At the top, the door was ajar in dark invitation, awaiting him. It seemed only appropriate that what had begun here, should end here. In that room, he’d learned there were more things to fear than the dark. At this moment, the terror of what he might lose sent shudders through him. But he couldn’t let his vulnerabilities show. For Mary’s sake, he had to be stronger and more courageous than he’d ever been in his entire life. Considering the challenges he’d faced, that was saying a lot.
Taking a deep shuddering breath, he marched into the room. He should have accomplished more here. Should have hired men to help him tear it down, brick by brick. Just as Mary had suggested. She was so wise, so thoughtful.
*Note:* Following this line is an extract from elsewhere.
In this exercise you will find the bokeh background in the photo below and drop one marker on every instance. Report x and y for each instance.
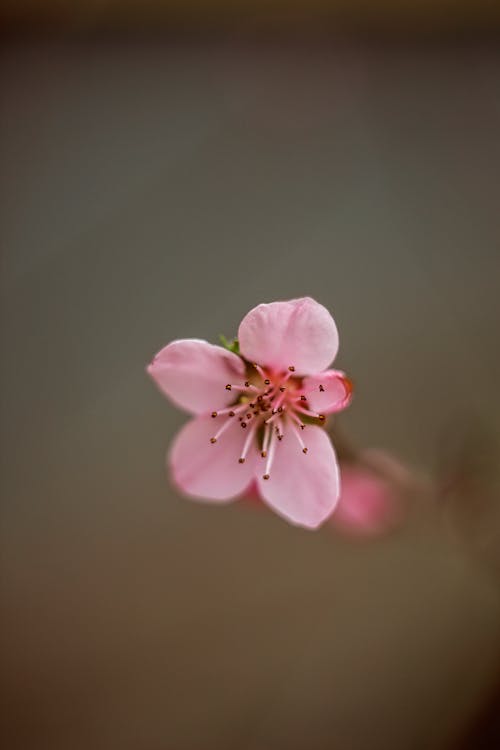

He relied on her counsel, yet had seemed to ignore it of late. Whatever had possessed him to discount her?
The lantern set on the table provided enough light for him to see that his uncle held Mary close, the end of a pistol’s barrel tucked up against her chin, causing her head to tilt back at an awkward angle. He knew the direction the ball would travel through her, knew she would be dead before it finished its journey.